Un año y medio después, aproximadamente, me tocó a mi ir a visitarla a ella. Roma es una ciudad hermosa, que te obliga a abrir mucho los ojos, a impresionarte a cada paso. Me tocó pasar con ella el martes de carnaval, la noche antes del miércoles de ceniza. Compramos máscaras iguales, bolsas de confeti y nos lanzamos a las calles a fiestear. Terminamos en la noche gay de cierto antro de 3 pisos que hay allá, bailando con un tipo vestido de novia, comprando una copa a un lado de un hombre que tiene las piernas más hermosas que jamás le he visto a una mujer. Ese día me siguieron dos Paolo, uno de los cuales dijo que yo era espectacolare. Es una de las cosas chidas de los italianos, que son extremadamente coquetos. ¿Te sientes deprimida? Da una vuelta a la plaza. Eso bastará para que al menos 5 personas del sexo opuesto te hagan comentarios halagadores.
El punto es que otra vez la pasamos bien, caminando las calles, comiendo en la tavola calda, recordando, siempre recordando. Hasta pudimos volver a Madrid y pisar por segunda vez sus calles. A mi me entristeció, pero a ella le deprimió profundamente que nada fuera lo mismo. La caminata por la Gran Vía, un sábado a las 3 de la mañana, con ella llorando y cayéndose de borracha. Es curioso que yo siempre haya tenido la necesidad de cuidarla, como se cuida a una niña, como le curas los raspones y le dices que no se vuelva a subir al resbaladero, pero en menos de cinco minutos ya está haciéndolo de nuevo.
Últimamente hemos hablado mucho por messenger. Me cuenta cómo -otra vez, incontable vez- terminó con otro chico. Me pregunto si su corazón estará permanentemente roto. Recuerdo que me contó cómo su madre lloró durante todo su embarazo. Es como si ella se hubiera alimentado de tristeza.
Nos queremos de una manera extraña. Compartimos algún tiempo, espacio, amigos. Quizá algo de intereses musicales. Pero somos personas radicalmente distintas, ella ve las cosas de una manera tan diferente a como las veo yo. Y mientras no entremos en esos terrenos todo está bien. Lo curioso es que nos aferramos a no perder la comunicación.

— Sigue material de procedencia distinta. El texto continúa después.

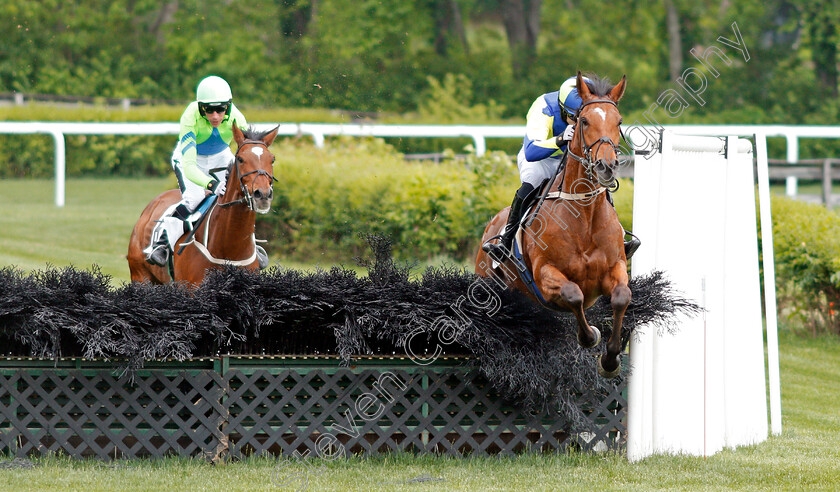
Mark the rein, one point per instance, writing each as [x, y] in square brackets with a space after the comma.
[247, 198]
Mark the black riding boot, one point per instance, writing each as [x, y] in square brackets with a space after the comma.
[633, 244]
[500, 251]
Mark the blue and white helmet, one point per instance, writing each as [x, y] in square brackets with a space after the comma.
[570, 101]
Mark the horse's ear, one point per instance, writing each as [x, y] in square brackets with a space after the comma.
[583, 89]
[269, 139]
[238, 136]
[618, 90]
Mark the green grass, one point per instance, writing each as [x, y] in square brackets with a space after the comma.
[804, 457]
[91, 229]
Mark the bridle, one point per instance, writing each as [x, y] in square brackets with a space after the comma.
[590, 150]
[247, 198]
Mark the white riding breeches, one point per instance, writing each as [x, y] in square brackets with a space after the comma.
[191, 193]
[535, 172]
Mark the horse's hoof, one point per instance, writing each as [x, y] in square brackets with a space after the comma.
[609, 374]
[597, 338]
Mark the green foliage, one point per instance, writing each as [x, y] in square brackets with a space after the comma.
[807, 255]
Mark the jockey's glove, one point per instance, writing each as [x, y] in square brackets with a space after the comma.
[217, 187]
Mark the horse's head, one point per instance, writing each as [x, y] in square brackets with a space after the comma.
[595, 143]
[252, 169]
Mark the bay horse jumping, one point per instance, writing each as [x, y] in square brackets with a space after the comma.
[573, 251]
[226, 236]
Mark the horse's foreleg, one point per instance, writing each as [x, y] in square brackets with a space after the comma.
[558, 289]
[609, 365]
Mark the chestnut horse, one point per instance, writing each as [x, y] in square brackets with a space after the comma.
[573, 251]
[226, 236]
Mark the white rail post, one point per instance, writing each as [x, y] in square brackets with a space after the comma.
[769, 284]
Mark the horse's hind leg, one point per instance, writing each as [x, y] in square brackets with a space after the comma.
[563, 292]
[609, 365]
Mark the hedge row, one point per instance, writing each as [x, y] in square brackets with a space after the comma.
[31, 156]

“Temple of Love” de los Sisters of Mercy fue la primera canción que bailamos juntas. Y la que, mucho tiempo después, nos sigue recordando que somos amigas.

Me pregunto si a veces nos hace sentir menos solas el hecho de que alguien, en otra parte lejana del planeta, está ahí para apoyarte, aunque sea con ocho horas de diferencia.